15:37:07,840 INFO  [f.p.e.c.f.c.BootstrapChecks] Memory [Free/Total=Percent]: HEAP [34.3mb/949.3mb=3.62%], RAM [194mb/3.8gb=4.94%], Swap [0b/0b=0.0].
15:37:09,229 INFO  [f.p.e.c.f.FsCrawlerImpl] Starting FS crawler
15:37:09,234 INFO  [f.p.e.c.f.FsCrawlerImpl] FS crawler started in watch mode. It will run unless you stop it with CTRL+C.
15:37:11,898 INFO  [f.p.e.c.f.c.v.ElasticsearchClientV7] Elasticsearch Client for version 7.x connected to a node running version 7.17.0
15:37:12,380 INFO  [f.p.e.c.f.c.v.ElasticsearchClientV7] Elasticsearch Client for version 7.x connected to a node running version 7.17.0
15:37:13,156 INFO  [f.p.e.c.f.FsParserAbstract] FS crawler started for [resumes] for [/root/data/] every [1m]
15:37:13,318 WARN  [o.e.c.RestClient] request [POST http://192.168.1.126:8000/resumes/_search?typed_keys=true&max_concurrent_shard_requests=5&ignore_unavailable=true&expand_wildcards=open&allow_no_indices=true&ignore_throttled=false&search_type=query_then_fetch&batched_reduce_size=512] returned 1 warnings: [299 Elasticsearch-7.17.0-bee86328705acaa9a6daede7140defd4d9ec56bd "[ignore_throttled] parameter is deprecated because frozen indices have been deprecated. Consider cold or frozen tiers in place of frozen indices."]
15:37:13,365 WARN  [o.e.c.RestClient] request [POST http://192.168.1.126:8000/resumes_folder/_search?typed_keys=true&max_concurrent_shard_requests=5&ignore_unavailable=true&expand_wildcards=open&allow_no_indices=true&ignore_throttled=false&search_type=query_then_fetch&batched_reduce_size=512] returned 1 warnings: [299 Elasticsearch-7.17.0-bee86328705acaa9a6daede7140defd4d9ec56bd "[ignore_throttled] parameter is deprecated because frozen indices have been deprecated. Consider cold or frozen tiers in place of frozen indices."]

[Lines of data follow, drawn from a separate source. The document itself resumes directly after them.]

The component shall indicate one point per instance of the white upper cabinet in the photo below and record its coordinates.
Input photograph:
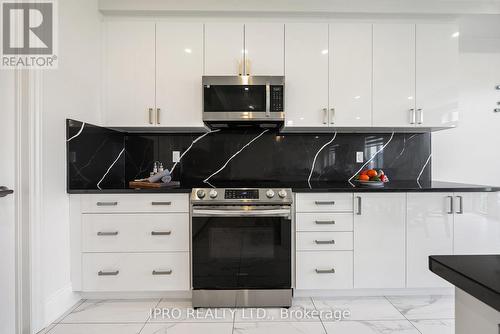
(437, 80)
(429, 231)
(477, 223)
(129, 73)
(393, 75)
(224, 49)
(179, 68)
(264, 48)
(306, 75)
(379, 240)
(350, 74)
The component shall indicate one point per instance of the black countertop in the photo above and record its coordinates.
(478, 275)
(302, 187)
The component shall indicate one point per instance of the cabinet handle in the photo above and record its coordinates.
(324, 242)
(150, 114)
(161, 232)
(412, 116)
(107, 233)
(325, 222)
(451, 205)
(161, 203)
(108, 273)
(107, 203)
(360, 204)
(421, 116)
(325, 271)
(162, 272)
(324, 202)
(460, 205)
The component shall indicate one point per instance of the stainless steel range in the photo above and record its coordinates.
(241, 247)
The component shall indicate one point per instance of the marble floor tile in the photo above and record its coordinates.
(360, 308)
(371, 327)
(425, 307)
(302, 310)
(112, 311)
(181, 310)
(284, 327)
(438, 326)
(188, 328)
(97, 329)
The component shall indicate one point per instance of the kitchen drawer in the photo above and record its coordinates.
(324, 202)
(324, 270)
(135, 203)
(135, 232)
(324, 221)
(134, 271)
(324, 241)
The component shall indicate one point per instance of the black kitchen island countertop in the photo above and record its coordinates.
(477, 275)
(303, 187)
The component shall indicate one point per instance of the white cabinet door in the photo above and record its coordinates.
(306, 72)
(265, 48)
(477, 223)
(129, 73)
(393, 74)
(224, 49)
(350, 74)
(179, 68)
(429, 232)
(379, 240)
(437, 79)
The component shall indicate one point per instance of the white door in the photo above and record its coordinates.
(350, 74)
(265, 48)
(129, 73)
(306, 73)
(179, 68)
(437, 75)
(224, 49)
(477, 223)
(429, 231)
(379, 240)
(7, 203)
(393, 74)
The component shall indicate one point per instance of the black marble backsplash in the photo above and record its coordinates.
(255, 155)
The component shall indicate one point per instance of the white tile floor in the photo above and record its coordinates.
(368, 315)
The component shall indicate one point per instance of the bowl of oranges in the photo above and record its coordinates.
(371, 178)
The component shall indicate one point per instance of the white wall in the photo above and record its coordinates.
(470, 153)
(71, 91)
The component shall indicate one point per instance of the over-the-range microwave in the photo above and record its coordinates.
(243, 98)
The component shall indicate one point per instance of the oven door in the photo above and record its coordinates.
(241, 249)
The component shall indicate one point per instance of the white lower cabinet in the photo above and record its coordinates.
(429, 231)
(379, 240)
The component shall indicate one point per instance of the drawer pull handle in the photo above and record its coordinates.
(325, 271)
(108, 273)
(162, 272)
(161, 232)
(161, 203)
(324, 242)
(107, 233)
(107, 203)
(325, 222)
(324, 202)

I cannot seam to get more verbose output. I would have expected some output like:

"found file input.pdf"
"scanning an indexing text"
"found image, applying ocr"
....

or something like that. What am I doing wrong?

I used the latest versions of everything.

I have since also installed tesseract using apt (although the fscrawler download should contain it) and tika 2.2.1.

To no avail.

If you have already run the job, that's expected as FSCrawler will only get the modified / added documents.

You can use the --restart option to make sure it starts again from scratch.

facepalm self

Thanks for your answer. This turned out to be the solution. I assumed since it hadn't actually indexed the documents yet, it would do that. It did not.

The --restart option fixed the issue. Should have found that myself.

In any case, thanks very much for taking the time to answer.

This topic was automatically closed 28 days after the last reply. New replies are no longer allowed.